Cet été, la centrale nucléaire de Beznau, située dans le canton d'Argovie, ne pourra pas rejeter ses eaux de refroidissements dans l'Aar s'il fait plus de 25 degrés. Durant la canicule de 2018, des poissons avaient soufferts du rejet selon l'Office fédéral de l'énergie.
05 juil. 2019, 11:09
La centrale nucléaire argovienne de Beznau ne pourra pas rejeter cet été ses eaux de refroidissement s'il fait plus de 25°. (Illustration)

La centrale nucléaire argovienne de Beznau ne pourra désormais rejeter ses eaux de refroidissement dans l'Aar que si la température de la rivière ne dépasse pas 25 degrés. L'Office fédéral de l'énergie (OFEN) a introduit une réglementation en ce sens avec effet immédiat.

Dans son communiqué diffusé vendredi, l'OFEN invoque ses observations de l'été dernier. En 2018, la température de l'Aar avait largement dépassé 25 degrés en pleine canicule à proximité de la centrale nucléaire de Beznau, installée à Döttingen (AG). La nature en avait souffert, poissons en tête.

Nouvelles règles étudiées pour la suite

En vue d'une solution définitive, l'office a ouvert une procédure afin d'adapter éventuellement l'autorisation existante ou d'octroyer une nouvelle autorisation de déversement des eaux de refroidissement pour Beznau. Il a invité l'exploitant Axpo à transmettre les documents requis.

L'autorisation de déversement actuelle s'appuie sur une ordonnance de 1975, remplacée en 1999. Selon celle-ci, le déversement ne doit pas faire monter la température du cours d'eau au-dessus de 25 degrés. Des dérogations peuvent être accordées pour des motifs sécuritaires importants.

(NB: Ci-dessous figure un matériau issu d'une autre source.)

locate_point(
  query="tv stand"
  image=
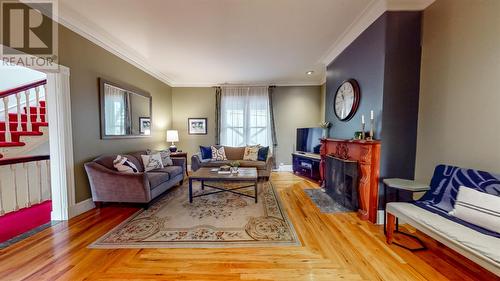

"Disproportionné", selon Axpo

Contacté par Keystone-ATS, Axpo estime que la mesure immédiate de l'OFEN constitue une restriction d'exploitation "disproportionnée", "non sensée" et qu'elle "va trop loin". Selon l'exploitant de Beznau, il n'y avait en outre aucune urgence à prendre une telle décision.

Son porte-parole Antonio Sommavilla rappelle qu'en été 2018, Axpo avait réduit volontairement la puissance de la centrale pour limiter les rejets d'eaux. La rivière n'avait pas souffert de la chaleur en aval, d'après l'entreprise qui va évaluer la suite à donner à ce différend.